Recent Successes
It cannot be denied. We are very proud of our successful cases. Some of our more notable ones are:
Employment Litigation:
We have successfully litigated a number of cases involving insurance companies which have misclassified their claims adjusters as exempt employees who did not receive overtime compensation. Among some of our more notable results are:
Gutierrez vs. State Farm Insurance - State Farm paid $135 million to settle this case.
Bednar vs. Allstate Insurance - A settlement of $120 million was paid.
CNA Insurance Company - $33 million
Bristol West Insurance Company - $18 million.
Royal & Sun Alliance Insurance Company - $12.3 million
Of course, it is not just insurance companies who misclassify their employees. As an example, we successfully litigated and resolved cases against these companies:
Toyota Motor Sales USA - Various Toyota companies misclassified white collar employees as “administrators”. A settlement of $7.7 million compensated these employees for the overtime they had worked.
Fulton v. Cisco Systems, Inc. - This class action was filed on behalf of technical writers, who were misclassified as exempt employees. The trial court has approved a $6.7 million settlement.
Pasquale v. Kaiser Foundation Hospitals
This class action was filed in the United States District Court in San Diego. It challenged Kaiser's classification of certain staff employees holding such positions as IT Application Coordinator, Senior Application Coordinator, and Application Coordinator, etc.
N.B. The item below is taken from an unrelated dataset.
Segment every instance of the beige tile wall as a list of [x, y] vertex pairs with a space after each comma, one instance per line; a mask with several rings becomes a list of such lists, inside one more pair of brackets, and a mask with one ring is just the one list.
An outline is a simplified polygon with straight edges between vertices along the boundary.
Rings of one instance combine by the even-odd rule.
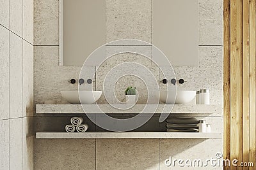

The United States District Court Judge has granted approval of at $3.7 million settlement, and all funds have been paid to class members.
Sometimes, employers improperly require employees to pay for the employer's business expenses, or fail to reimburse employees for items such as mileage, cell phone use, etc. A recent settlement is:
Oprychal/Ortman v. New York Life Ins. Co. - In this case, a life insurance company failed to reimburse its life insurance sales employees for numerous expenses. In addition, it required them to pay for such things as use of a desk, photocopies, etc. The United States District Court in Los Angeles recently approved a $10 million settlement of this matter.
In today’s economy, employers sometimes “step over the line” in their attempt to squeeze every minute of time from their employees. Problems arise with employees working “off the clock”, being required or permitted to perform work before or after they have clocked in, or during their rest or meal breaks. One such case recently settled under unusual circumstances:
Parris v. Lowes
This case involves over 50,000 hourly employees. Often, employees worked “off the clock”, and did not receive any pay for it. Our motion to certify this matter as a class action was denied by the trial court. But, we did not permit the case to die at that stage. We appealed the denial and won a reversal in the Court of Appeal, which ordered the trial court to grant class action status to this case.
The reversal of the decision on certification of the class put the case back on track, and put the defendant in jeopardy in light of a pending trial. This case has settled for $29.5 million. Settlement checks will be mailed early 2010.
Other Significant Litigations:
WMC Wage and Hour Litigation
This class action challenged WMC's payment policies in relation to its former California-based Business Development Representatives (BDRs) and Associate Business Development Representatives (ABDRs). The court has granted final approval to a $3 million settlement, and all settlement funds have been distributed to class members. A truly great result for this small class.
Jane Doe vs. Unnamed Private High School
By agreement, the actual names of the parties in this case are kept confidential. Our fclient, a high school junior, was seduced by one of her teachers and had one sexual encounter with him. Prior to that, the school was warned that something improper was developing, but took no action. On the eve of trial, the school agreed to pay our client $2 million to compensate her for the emotional distress she suffered.
Schenk vs. Jenny Craig, Inc.
This consumer class action, arising from Jenny Craig Inc.’s failure to disclose the fact that a huge number of its participants ultimately gained back any weight they may have lost, resulted in a settlement valued at approximately $75 million.
In addition to the above, we have participated in consumer class actions cases as litigation involving the mislabeling of computer monitor screens, and the sale of defective mini-blinds, “bait and switch” in the sale of computer products, etc.